O evento mirrado, um debate promovido pelo MPL (Movimento Passe Livre), marcou o aniversário de cinco anos do início dos protestos de junho de 2013 contra o aumento das tarifas do transporte público.

Naquele mês, não só as escadarias do teatro como as ruas do centro e outras avenidas da cidade foram tomadas por milhares de pessoas, forçando o então prefeito, Fernando Haddad (PT), e o governador da época, Geraldo Alckmin (PSDB), a voltarem atrás em um aumento de 20 centavos (de R$ 3 para R$ 3,20).

O episódio inédito chacoalhou o cenário político do país e fez despencar a avaliação de prefeitos, governadores e da então presidente Dilma (PT).

Após o desgaste sofrido por Haddad e Alckmin na ocasião, os reajustes dos valores das passagens do transporte público viraram um tabu diante do temor de novos protestos. Em São Paulo, depois disso, os três últimos aumentos de ônibus, trem e metrô ficaram abaixo da inflação —enquanto os três reajustes anteriores a 2013 tinham superado a inflação acumulada.

Um efeito desse temor foi a expansão das gratuidades para estudantes e idosos, por iniciativa tanto do Executivo quanto do Legislativo, fazendo disparar o subsídio, que é o gasto público para compensar a diferença entre as tarifas e os custos reais do sistema.

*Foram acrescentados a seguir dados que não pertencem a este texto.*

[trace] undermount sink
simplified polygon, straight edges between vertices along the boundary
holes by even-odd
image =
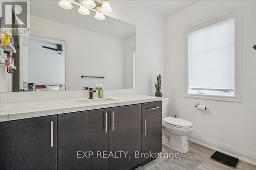
[[[111,99],[111,98],[103,98],[103,99],[87,99],[80,101],[75,101],[75,102],[79,103],[80,104],[89,104],[89,103],[98,103],[101,102],[113,102],[116,101],[116,100]]]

Os subsídios em alta e a crise econômica aparecem como justificativas dos governantes para a diminuição dos gastos com obras e melhorias do transporte público.

Em 2013, a cidade de São Paulo gastava R$ 1,6 bilhão neste subsídio, em valores corrigidos. Já em 2017 esse valor quase dobrou, chegando a R$ 2,9 bilhões. No caso do estado, Metrô e CPTM somados, os repasses do governo para as estatais somavam R$ 1,3 bilhão, em valores corrigidos. No ano passado, eles beiraram R$ 2 bilhões.

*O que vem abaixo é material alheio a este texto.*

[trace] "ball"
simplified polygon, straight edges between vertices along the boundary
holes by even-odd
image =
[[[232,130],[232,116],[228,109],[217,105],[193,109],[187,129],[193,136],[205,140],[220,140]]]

Ao mesmo tempo, os investimentos —gastos com obras, excluindo manutenção— têm caído nos últimos anos. O valor usado pela prefeitura com obras e melhorias do transporte subiu de R$ 130 milhões, em 2013, para R$ 526 milhões, em 2014, mas despencou para R$ 45 milhões no ano passado.

 

No estado, os investimentos da pasta de Transportes Metropolitanos saíram de R$ 6,5 bilhões no ano dos protestos para R$ 7,3 bilhões em 2014 e R$ 5,8 bilhões em 2017.

A pasta estadual, ligada ao governo de Márcio França (PSB), afirma que "os valores investidos variam ano a ano principalmente de acordo com o estágio de obras".

Citando números nominais, sem correção pela inflação, ela diz que não houve queda entre os anos de 2013 e 2017.

"É uma escolha da cidade, das sucessivas administrações, subsidiar o transporte. Claro que isso acaba comprometendo o orçamento de outras iniciativas", afirma o secretário municipal da Fazenda da gestão Bruno Covas (PSDB), Caio Megale.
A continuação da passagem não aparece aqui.